Caching is where a lot of agent projects get weird.
At first you don’t cache anything. Everything is “live.” The agent fetches what it needs and answers.
Then you look at the bill, or the latency, or the rate limits, and you add caching.
Now the agent is fast. And wrong.
This is not a failure of caching. It’s a failure of what you cached.
Don’t cache vibes
The easiest thing to cache is raw text.
It’s also the most dangerous.
If you cache an arbitrary page scrape, you are caching something with unclear semantics:
- Did the page change?
- Was it republished?
- Was the snippet a quote, or a paraphrase, or someone’s conclusion?
- Is the cached thing still within the time window the user cares about?
When you cache vibes, you get stale confidence.
Cache objects with addresses
The better move is to cache context objects that have stable identifiers and explicit time fields.

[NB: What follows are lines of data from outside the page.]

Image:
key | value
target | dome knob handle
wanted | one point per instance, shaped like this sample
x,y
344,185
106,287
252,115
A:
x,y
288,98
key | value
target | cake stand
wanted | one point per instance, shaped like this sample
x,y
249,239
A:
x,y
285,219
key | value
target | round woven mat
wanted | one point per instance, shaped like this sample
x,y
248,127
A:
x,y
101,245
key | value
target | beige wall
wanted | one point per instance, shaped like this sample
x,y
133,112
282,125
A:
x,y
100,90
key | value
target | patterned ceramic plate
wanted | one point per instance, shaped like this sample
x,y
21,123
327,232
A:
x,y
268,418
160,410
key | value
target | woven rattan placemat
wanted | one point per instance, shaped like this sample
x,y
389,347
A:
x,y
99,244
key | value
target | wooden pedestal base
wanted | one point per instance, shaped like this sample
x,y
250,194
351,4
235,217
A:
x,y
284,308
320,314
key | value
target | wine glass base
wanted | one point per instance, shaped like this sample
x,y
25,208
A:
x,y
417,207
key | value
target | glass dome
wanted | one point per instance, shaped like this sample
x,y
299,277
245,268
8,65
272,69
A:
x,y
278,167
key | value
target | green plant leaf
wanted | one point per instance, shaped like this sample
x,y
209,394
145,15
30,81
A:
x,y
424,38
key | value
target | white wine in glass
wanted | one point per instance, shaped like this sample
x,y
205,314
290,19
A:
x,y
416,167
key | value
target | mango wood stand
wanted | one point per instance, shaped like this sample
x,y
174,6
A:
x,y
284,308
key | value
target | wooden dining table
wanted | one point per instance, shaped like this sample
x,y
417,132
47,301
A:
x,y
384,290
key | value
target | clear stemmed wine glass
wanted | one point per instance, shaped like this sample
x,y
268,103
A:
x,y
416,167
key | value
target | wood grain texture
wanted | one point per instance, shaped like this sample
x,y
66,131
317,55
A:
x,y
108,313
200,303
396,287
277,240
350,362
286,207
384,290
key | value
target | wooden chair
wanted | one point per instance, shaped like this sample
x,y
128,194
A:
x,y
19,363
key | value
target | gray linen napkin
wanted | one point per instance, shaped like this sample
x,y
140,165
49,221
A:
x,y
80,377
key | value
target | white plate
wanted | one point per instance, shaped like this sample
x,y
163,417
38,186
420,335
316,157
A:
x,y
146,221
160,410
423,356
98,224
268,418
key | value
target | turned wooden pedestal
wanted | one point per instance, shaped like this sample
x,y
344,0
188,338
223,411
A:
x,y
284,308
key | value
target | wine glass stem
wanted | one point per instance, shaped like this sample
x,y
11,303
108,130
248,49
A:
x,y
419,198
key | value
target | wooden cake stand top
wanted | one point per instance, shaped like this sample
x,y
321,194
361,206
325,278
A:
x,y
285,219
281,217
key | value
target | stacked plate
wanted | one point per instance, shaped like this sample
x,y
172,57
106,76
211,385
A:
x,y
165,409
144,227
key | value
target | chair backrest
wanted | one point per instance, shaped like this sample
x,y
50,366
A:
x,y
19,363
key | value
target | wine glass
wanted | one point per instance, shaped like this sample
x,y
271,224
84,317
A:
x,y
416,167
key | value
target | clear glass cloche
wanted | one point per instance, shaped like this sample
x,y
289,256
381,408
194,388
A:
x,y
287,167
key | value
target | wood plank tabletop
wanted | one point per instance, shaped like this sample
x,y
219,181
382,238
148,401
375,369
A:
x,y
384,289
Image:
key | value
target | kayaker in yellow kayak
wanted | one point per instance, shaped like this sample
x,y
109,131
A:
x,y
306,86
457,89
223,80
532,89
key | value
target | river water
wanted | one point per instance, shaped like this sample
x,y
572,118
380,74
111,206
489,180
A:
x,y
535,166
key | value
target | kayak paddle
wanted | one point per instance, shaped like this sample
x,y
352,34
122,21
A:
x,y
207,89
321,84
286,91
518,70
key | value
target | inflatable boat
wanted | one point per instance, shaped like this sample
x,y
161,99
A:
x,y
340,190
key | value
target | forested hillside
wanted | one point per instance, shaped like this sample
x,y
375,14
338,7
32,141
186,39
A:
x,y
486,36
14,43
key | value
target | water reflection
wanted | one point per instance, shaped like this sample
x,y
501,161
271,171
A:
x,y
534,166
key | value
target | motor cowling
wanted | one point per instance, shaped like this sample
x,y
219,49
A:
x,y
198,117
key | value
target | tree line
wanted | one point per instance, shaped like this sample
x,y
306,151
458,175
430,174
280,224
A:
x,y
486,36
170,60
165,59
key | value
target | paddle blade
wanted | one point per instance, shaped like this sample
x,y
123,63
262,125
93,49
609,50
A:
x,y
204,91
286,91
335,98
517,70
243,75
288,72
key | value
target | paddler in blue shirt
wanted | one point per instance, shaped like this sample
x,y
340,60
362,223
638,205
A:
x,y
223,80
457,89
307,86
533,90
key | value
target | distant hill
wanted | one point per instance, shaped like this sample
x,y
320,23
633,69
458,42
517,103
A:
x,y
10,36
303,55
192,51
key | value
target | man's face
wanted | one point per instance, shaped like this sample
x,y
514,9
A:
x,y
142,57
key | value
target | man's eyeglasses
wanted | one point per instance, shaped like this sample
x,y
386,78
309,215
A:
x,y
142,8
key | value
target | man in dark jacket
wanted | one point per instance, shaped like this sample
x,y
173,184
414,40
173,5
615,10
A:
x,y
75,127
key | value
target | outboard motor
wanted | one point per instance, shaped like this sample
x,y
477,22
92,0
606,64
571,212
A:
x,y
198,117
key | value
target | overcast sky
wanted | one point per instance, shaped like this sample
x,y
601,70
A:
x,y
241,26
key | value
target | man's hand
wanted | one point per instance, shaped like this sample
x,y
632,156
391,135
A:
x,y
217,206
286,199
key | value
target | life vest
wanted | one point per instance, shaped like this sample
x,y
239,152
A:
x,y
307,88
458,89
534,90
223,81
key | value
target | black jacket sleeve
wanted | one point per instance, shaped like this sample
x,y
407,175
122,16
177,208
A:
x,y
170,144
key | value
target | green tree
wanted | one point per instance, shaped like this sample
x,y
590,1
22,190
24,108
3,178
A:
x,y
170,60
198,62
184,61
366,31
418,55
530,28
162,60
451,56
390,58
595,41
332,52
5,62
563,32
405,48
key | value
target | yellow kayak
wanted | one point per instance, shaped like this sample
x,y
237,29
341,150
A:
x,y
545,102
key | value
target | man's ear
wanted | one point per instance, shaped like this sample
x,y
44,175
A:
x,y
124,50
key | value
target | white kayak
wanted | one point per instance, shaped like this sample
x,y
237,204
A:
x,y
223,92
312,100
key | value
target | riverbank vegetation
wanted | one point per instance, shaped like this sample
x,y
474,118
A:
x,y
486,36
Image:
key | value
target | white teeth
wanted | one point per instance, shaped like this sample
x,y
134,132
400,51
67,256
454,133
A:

That way, your cache isn’t “some text we saw once.” It’s “this claim” or “this manifest” or “this snapshot,” and it comes with the metadata that makes caching safe:
- a stable ID (so you can tell if you already have it),
- a published date (so you know where it sits in time),
- an “as of” timestamp for snapshots (so you can detect staleness),
- evidence and confidence labels (so you can enforce policy before reuse).
This is one of the underrated reasons to build a structured context layer in the first place. It turns caching from a hack into an engineering decision.
Three cache layers that tend to work
In practice, we see caching behave well when it’s layered:
- Public aggregates: cache rolling snapshots and schema contracts. They’re stable, cheap to revalidate, and great for “do I need to go deeper?”
- Manifest envelopes: cache the bundle that ties source metadata to claims and routing context. This is the unit you can reuse across workflows.
- Record bodies: cache the deepest layer only when you actually need it, because it’s the most expensive and the easiest to misuse.
Hanging Context is essentially layer one, made public: panels and JSON twins that make the aggregate state inspectable.
Synorb is where layers two and three live for production systems: streams and retrieval objects that can be cached by ID and refreshed by policy.
A small heuristic
If a cached thing can’t be invalidated by a timestamp and an ID, you probably shouldn’t cache it.
That rule sounds strict. It’s not. It’s just what you end up rediscovering after an agent confidently cites something that was true last week.